Synopsis

To determine the primary impacts of varous weather events on US health and economic wellbeing, we will analyze data from the NOAA National Climatic Data Center. This dataset covers the years 1950 to 2011. However, only data for 1996 to 2011 include all 48 event types which have been recorded, so our analysis will only cover those years.

The data includes counts by storm event type for injuries, fatalities, property damage and crop damage. We will compare totals of these counts for the entire time period to determine the top ten weather event impacts. Then we will group these totals by month to plot the seasonal occurrence of these events. By seeing the most significant weather events and their impacts over the course of the year, decisions can be made to allocate resources to better manage these impacts.

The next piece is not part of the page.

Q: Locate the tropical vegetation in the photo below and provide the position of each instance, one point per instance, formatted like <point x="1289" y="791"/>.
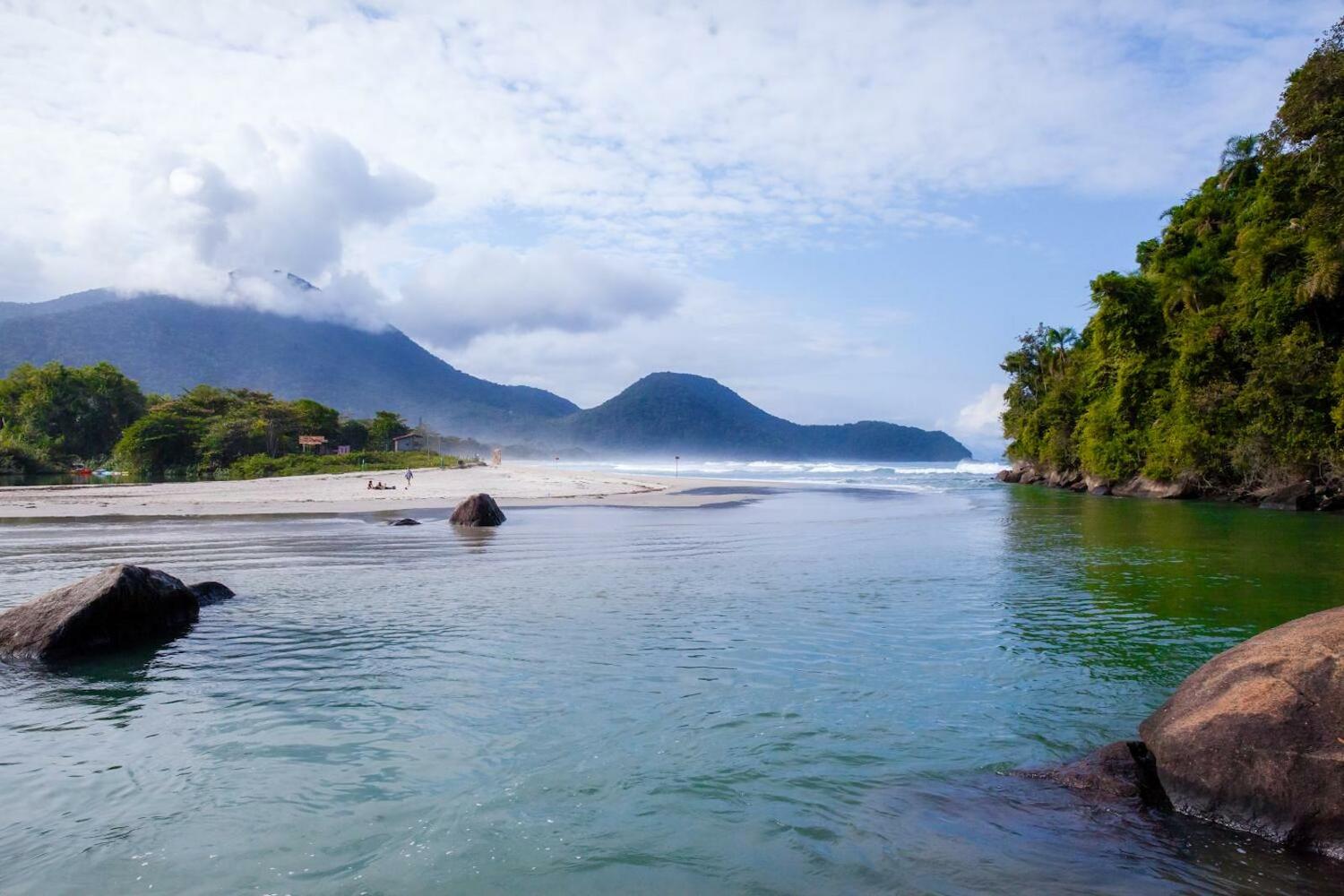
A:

Across the United States from 1996 to 2011, the types of events most associated with adverse impacts to population health are tornados, heat, flooding, lightning, and thunderstorm winds. Floods, hurricanes, typhoons, storm surge, tornadoes, and hail have the greatest economic consequences. Other important events are rip currents, high winds, ice storms, avalanche, floods, drought, and ice storms.

Data Processing

Load and preprocess the data

Download the compressed CSV file and load it into a data.table. Remove extra columns, format the date columns, add a Month column, filter to include only data from the fifty states of the US, and convert property and crop damage values to US dollars.

# Download the data file (if missing).
url <- "http://d396qusza40orc.cloudfront.net/repdata%2Fdata%2FStormData.csv.bz2"
zipfile <- "StormData.csv.bz2"
if (! file.exists(zipfile)) { 
    download.file(url, zipfile , "auto") 
}

# Load into a data.table (faster and more feature-rich than a data.frame).
library(data.table)
stormdata <- as.data.table(read.csv(bzfile(zipfile), header = TRUE, 
                      stringsAsFactors = FALSE))

# Remove extra columns (to free up memory).
stormdata[, c("STATE__","BGN_TIME","TIME_ZONE","COUNTY","COUNTYNAME",
              "BGN_RANGE","BGN_AZI","BGN_LOCATI","END_TIME","COUNTY_END",
              "COUNTYENDN","END_RANGE","END_AZI","END_LOCATI","LENGTH",
              "WIDTH","F","MAG","WFO","STATEOFFIC","ZONENAMES","LATITUDE",
              "LONGITUDE","LATITUDE_E","LONGITUDE_","REMARKS","REFNUM") := NULL]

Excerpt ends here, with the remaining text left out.